Scripture: John 8:31–32, Romans 1:18-20, 2 Timothy 3:16–17, Hebrews 4:12, 2 Peter 1:20–21

Summary: God created men and women in his image. We are created, dependent beings, and recognize that men and women are created to complement one another through their distinct roles in the family and church. Because every human is created in the image of God, everyone deserves our dignity, honor, love, and respect, not because of who they are or what they do, but by sheer virtue of being human

Key Points:

  • Men and women are created, dependent beings.
  • Men and women are made in God’s image to be God’s agents.
  • God’s image remains present, yet marred by sin, in all humankind.
  • Men and women are equal as image-bearers of God and accessibility to God.
  • Men and women are created to complement one another by assuming distinctive roles in the family and church.

TGC Statement:

We believe that God created human beings, male and female, in his own image. Adam and Eve belonged to the created order that God himself declared to be very good, serving as God’s agents to care for, manage, and govern creation, living in holy and devoted fellowship with their Maker. Men and women, equally made in the image of God, enjoy equal access to God by faith in Christ Jesus and are both called to move beyond passive self-indulgence to significant private and public engagement in family, church, and civic life. Adam and Eve were made to complement each other in a one-flesh union that establishes the only normative pattern of sexual relations for men and women, such that marriage ultimately serves as a type of the union between Christ and his church. In God’s wise purposes, men and women are not simply interchangeable, but rather they complement each other in mutually enriching ways. God ordains that they assume distinctive roles, which reflect the loving relationship between Christ and the church, the husband exercising headship in a way that displays the caring, sacrificial love of Christ, and the wife submitting to her husband in a way that models the love of the church for her Lord. In the ministry of the church, both men and women are encouraged to serve Christ and to be developed to their full potential in the manifold ministries of the people of God. The distinctive role of eldership within the church given to qualified men is grounded in creation, fall, and redemption; and must not be sidelined by appeals to cultural developments.

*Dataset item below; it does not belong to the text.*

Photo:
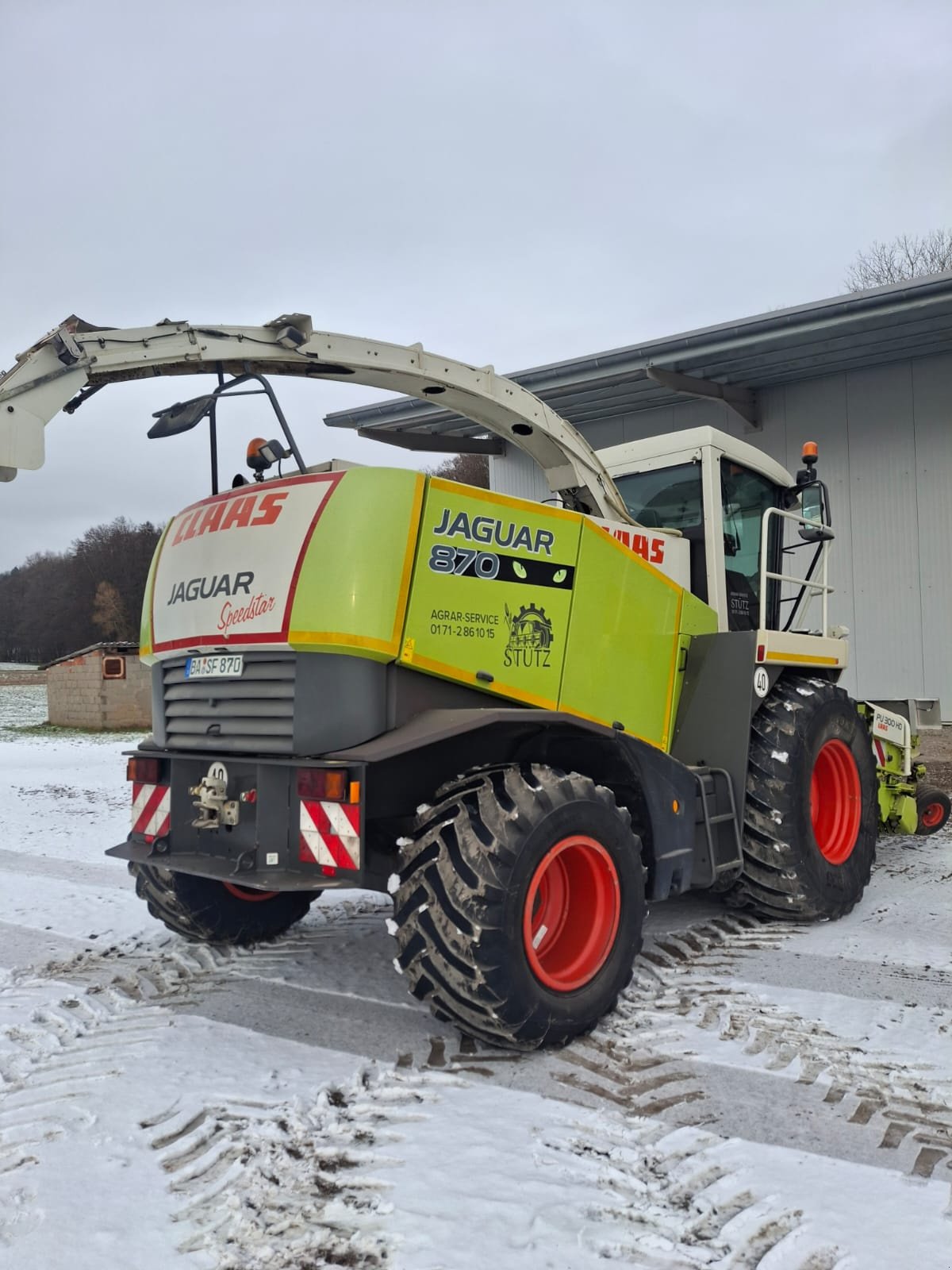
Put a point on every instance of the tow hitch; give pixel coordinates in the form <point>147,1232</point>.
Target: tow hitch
<point>213,803</point>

Scripture: Genesis 1:27–31, Genesis 2:18–25, Ephesians 5:22–33, 1 Corinthians 11:3, Romans 16:1–4

Summary: We are all sinners by nature and by choice. In our quest for independence and the centrality of self, all people begin their lives alienated from God in sin, and in this condition are without hope and under judgment. The just penalty for our sins is death; apart from God’s loving, gracious, and saving intervention, we are under the wrath of God.

Key Points:

  • We are sinners by nature and by choice.
  • Sin corrupts every aspect of our lives.
  • The just penalty for our sin is death.
  • We should earnestly seek to rid our lives of sin.

TGC Statement:

We believe that Adam, made in the image of God, distorted that image and forfeited his original blessedness—for himself and all his progeny—by falling into sin through Satan’s temptation. As a result, all human beings are alienated from God, corrupted in every aspect of their being (e.g., physically, mentally, volitionally, emotionally, spiritually) and condemned finally and irrevocably to death—apart from God’s own gracious intervention. The supreme need of all human beings is to be reconciled to the God under whose just and holy wrath we stand; the only hope of all human beings is the undeserved love of this same God, who alone can rescue us and restore us to himself.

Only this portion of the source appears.